The deliver pipeline also adds latency to your release cycle. Validation takes time. Scans take time. If your threat model requires extensive policy evaluation, the gap between a successful build and a deployable artifact may be measured in minutes rather than seconds. This is usually acceptable, but it is a real tradeoff that your organization needs to make consciously rather than discover in the middle of an incident.

The answer to both of these costs is not to eliminate the bulkhead. It is to treat the deliver pipeline with the same engineering seriousness as the rest of your infrastructure. It deserves good observability, clear failure messages, documented recovery procedures, and regular testing. A security boundary that cannot be maintained is not actually a security boundary.

What this is not

A bulkhead is not a substitute for secure coding practices. An image that passes every validation check you have defined can still contain application-level vulnerabilities. The bulkhead protects you against supply chain compromise in the build environment and enforces a consistent set of standards on every artifact that reaches production. It does not protect you against vulnerabilities you have not checked for or logic errors in your application code.

A bulkhead is also not a guarantee of immutability. An image that passes validation today may have a vulnerability discovered tomorrow. Your ECR should be configured with immutable tags so that an existing image digest cannot be overwritten, and you should have a process for responding to newly discovered vulnerabilities in images that are already in production. The bulkhead tells you about the state of an artifact at the moment it crossed the boundary. Keeping that assessment current over time is a different problem, requiring different tooling.

What a bulkhead is, at its most fundamental, is a decision about what it means to trust an artifact.
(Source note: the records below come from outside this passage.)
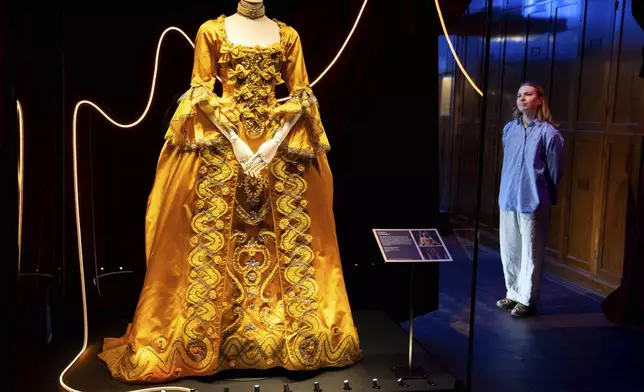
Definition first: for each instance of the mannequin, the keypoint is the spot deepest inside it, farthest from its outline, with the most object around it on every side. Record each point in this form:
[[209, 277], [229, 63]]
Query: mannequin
[[251, 27], [243, 266]]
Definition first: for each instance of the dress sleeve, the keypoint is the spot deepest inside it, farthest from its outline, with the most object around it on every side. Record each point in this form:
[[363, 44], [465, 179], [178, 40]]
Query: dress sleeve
[[307, 137], [193, 122]]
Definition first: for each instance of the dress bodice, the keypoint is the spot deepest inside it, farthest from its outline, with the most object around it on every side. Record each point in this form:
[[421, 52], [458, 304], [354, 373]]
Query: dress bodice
[[249, 76]]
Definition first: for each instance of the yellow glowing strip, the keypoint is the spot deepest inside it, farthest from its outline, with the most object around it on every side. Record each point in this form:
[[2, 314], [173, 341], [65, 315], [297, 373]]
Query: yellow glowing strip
[[21, 161], [449, 42], [346, 41], [77, 197]]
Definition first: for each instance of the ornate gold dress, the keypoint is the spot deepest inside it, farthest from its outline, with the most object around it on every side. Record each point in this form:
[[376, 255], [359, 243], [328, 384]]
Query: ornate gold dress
[[241, 272]]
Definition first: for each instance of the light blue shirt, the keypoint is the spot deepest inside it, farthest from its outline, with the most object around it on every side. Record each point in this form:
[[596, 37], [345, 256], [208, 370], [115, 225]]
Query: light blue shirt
[[533, 163]]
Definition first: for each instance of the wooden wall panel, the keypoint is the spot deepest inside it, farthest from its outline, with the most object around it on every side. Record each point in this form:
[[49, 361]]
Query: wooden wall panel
[[621, 151], [585, 198], [595, 65], [566, 52], [627, 114]]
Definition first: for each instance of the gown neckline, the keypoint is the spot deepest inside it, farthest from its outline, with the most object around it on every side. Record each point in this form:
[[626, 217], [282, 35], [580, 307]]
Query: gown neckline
[[277, 44]]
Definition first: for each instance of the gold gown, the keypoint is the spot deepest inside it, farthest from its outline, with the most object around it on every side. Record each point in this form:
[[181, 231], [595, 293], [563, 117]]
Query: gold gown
[[241, 273]]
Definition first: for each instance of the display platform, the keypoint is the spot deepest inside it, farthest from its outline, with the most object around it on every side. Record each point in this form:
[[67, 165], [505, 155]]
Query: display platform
[[384, 343]]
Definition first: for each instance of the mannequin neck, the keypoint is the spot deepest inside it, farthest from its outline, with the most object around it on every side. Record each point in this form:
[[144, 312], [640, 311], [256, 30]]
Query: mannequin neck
[[251, 9]]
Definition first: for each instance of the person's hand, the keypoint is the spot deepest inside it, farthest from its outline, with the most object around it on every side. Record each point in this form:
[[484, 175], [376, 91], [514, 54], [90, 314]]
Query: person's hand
[[262, 157], [243, 153]]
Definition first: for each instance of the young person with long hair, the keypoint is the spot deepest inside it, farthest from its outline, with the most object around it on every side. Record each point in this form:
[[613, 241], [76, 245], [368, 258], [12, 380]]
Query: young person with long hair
[[533, 165]]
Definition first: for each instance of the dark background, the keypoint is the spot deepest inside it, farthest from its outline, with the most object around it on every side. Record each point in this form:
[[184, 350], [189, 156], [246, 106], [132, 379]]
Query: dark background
[[377, 103]]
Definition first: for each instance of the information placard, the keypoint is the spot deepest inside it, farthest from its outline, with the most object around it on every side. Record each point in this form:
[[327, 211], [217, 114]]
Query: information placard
[[411, 245]]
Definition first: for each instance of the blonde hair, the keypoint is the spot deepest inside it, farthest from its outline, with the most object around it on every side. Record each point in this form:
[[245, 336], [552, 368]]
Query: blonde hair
[[543, 111]]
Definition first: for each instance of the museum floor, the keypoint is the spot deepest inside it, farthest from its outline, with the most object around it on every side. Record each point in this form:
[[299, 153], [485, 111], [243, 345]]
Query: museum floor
[[569, 347]]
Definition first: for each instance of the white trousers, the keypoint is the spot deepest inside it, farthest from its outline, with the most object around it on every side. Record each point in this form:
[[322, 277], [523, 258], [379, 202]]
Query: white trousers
[[523, 239]]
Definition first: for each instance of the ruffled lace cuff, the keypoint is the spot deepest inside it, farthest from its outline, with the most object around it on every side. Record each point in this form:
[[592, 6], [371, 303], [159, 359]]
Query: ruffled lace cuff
[[307, 137], [193, 124]]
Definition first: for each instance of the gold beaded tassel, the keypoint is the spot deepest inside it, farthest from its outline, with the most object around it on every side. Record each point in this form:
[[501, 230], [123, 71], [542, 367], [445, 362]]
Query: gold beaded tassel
[[250, 10]]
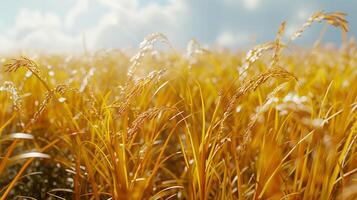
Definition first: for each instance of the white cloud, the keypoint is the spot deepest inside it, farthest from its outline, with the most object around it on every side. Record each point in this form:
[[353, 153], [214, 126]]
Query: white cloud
[[80, 7], [251, 4], [230, 39]]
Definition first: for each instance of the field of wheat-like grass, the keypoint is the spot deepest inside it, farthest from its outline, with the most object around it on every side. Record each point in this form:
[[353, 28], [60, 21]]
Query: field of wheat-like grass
[[276, 122]]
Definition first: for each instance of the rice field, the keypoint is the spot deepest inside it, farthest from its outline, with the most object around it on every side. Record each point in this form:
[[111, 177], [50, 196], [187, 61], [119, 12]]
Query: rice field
[[276, 122]]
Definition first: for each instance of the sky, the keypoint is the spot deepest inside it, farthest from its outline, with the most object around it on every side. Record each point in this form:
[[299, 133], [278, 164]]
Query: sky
[[66, 25]]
Defining that decision explicitly, embodying it in a pipeline stage with clear inputs and clear outputs, and enforcing it as the mandatory path between your build environment and your production environment — that is the entire value of the pattern. The implementation details matter less than the clarity of the decision. Before you build anything, you should be able to answer: what does it mean for an image to be trustworthy? Who decides? What happens when the answer is no? If those questions have clear answers, you have an architecture. If they do not, you have a pipeline.